「グラーフ・ツェッペリン」で世界周航
第一区間
スナップショットは難しい
夕食時に、飛行船は明るく輝き、我々はすべてを忘れた。
いま何処にいるのか、世界周航を行っていることも、ロシアに向かっていることも・・。
我々は船上で座り、食べ、飲み、談笑しながら飛行船全体に滝のように浴びせられるプロペラの轟音に曝されていた。
メヒアス博士はスペインについて語り、フランス人は習ったばかりのドイツ語を繰り返し、登山家のようなチロル風ズボンをはき、その格好によく似合う声とお決まりの純真さを持ち合わせた優秀な写真家フォン・ペルクハマー氏は、既に98枚もの葉書に着手していた。
そのほかに、更に202枚を書かなければならなかった。彼は、撮影するものがないときは、昼も夜も引き続き仕事をしていた。
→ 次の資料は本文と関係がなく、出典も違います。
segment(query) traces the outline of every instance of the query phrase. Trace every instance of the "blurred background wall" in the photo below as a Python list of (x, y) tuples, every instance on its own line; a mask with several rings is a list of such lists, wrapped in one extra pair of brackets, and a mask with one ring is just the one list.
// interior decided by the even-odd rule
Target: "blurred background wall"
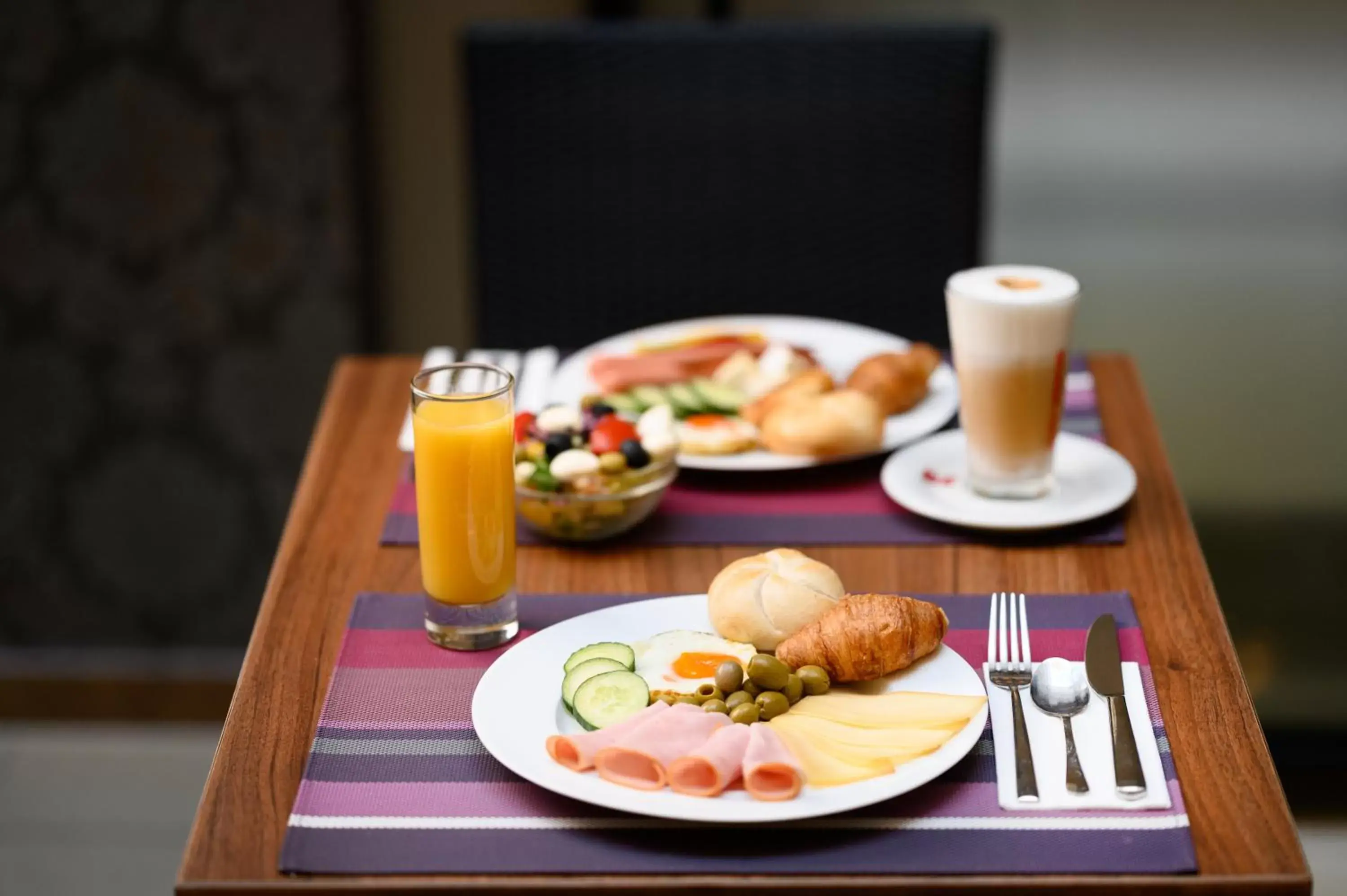
[[(1347, 725), (1331, 637), (1347, 628), (1347, 601), (1332, 597), (1347, 581), (1347, 418), (1336, 412), (1347, 391), (1347, 4), (730, 5), (744, 19), (994, 23), (987, 260), (1079, 275), (1078, 342), (1130, 352), (1141, 368), (1265, 719)], [(458, 30), (582, 7), (374, 5), (391, 348), (471, 341)]]
[(0, 678), (236, 672), (329, 368), (373, 345), (356, 20), (0, 4)]

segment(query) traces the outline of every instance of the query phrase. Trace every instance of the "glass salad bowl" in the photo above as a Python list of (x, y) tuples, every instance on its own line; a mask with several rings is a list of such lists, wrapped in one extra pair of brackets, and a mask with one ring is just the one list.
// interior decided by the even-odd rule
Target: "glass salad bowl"
[(594, 490), (541, 492), (515, 486), (515, 509), (533, 532), (560, 542), (599, 542), (644, 521), (678, 477), (669, 458), (620, 477), (605, 477)]

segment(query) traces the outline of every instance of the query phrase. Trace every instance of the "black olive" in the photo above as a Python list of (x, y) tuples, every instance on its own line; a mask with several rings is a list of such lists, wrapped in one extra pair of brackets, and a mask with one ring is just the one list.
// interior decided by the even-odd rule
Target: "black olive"
[(626, 439), (618, 450), (622, 451), (622, 457), (626, 458), (626, 466), (633, 470), (638, 470), (651, 462), (651, 453), (641, 447), (638, 439)]
[(547, 459), (551, 462), (562, 451), (568, 451), (571, 445), (570, 433), (552, 433), (547, 437), (547, 442), (543, 443), (547, 450)]

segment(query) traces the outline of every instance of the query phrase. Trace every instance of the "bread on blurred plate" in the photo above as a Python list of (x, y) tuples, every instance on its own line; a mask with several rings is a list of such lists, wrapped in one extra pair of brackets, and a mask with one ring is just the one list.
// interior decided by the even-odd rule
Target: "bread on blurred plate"
[(927, 380), (939, 365), (940, 353), (917, 342), (907, 352), (888, 352), (861, 361), (846, 385), (878, 402), (885, 416), (902, 414), (925, 397)]
[(758, 441), (777, 454), (826, 457), (876, 451), (884, 442), (880, 404), (857, 389), (795, 399), (772, 410)]
[(740, 408), (740, 416), (753, 426), (762, 426), (762, 420), (775, 408), (789, 402), (811, 395), (822, 395), (832, 389), (832, 377), (823, 368), (810, 368), (797, 373), (781, 385), (776, 387), (756, 402), (749, 402)]
[(832, 567), (779, 547), (721, 570), (707, 589), (707, 610), (721, 637), (772, 651), (836, 606), (842, 593)]

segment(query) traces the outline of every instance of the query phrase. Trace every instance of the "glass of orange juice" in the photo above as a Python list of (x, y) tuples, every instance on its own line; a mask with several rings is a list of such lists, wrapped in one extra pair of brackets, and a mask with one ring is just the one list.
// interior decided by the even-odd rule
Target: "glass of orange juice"
[(412, 377), (426, 635), (457, 651), (519, 633), (513, 388), (515, 377), (490, 364)]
だが、私にも彼のようにとても優れた写真が撮れたら良いと思った。
私は激しくシャッターを切り、素晴らしいモチーフが現れたとき、その最初の30秒ほどのあいだに光量を調整し、何秒必要か、どのように構えるかを考えなくてはならない。そうしているうちにツェッペリンは、もう2キロメートルも先に行っていた。
それでも、何枚か使えそうなものが撮れたのは、我々の飛行に対する天意と、コンパクトで優秀なカメラのおかげであった。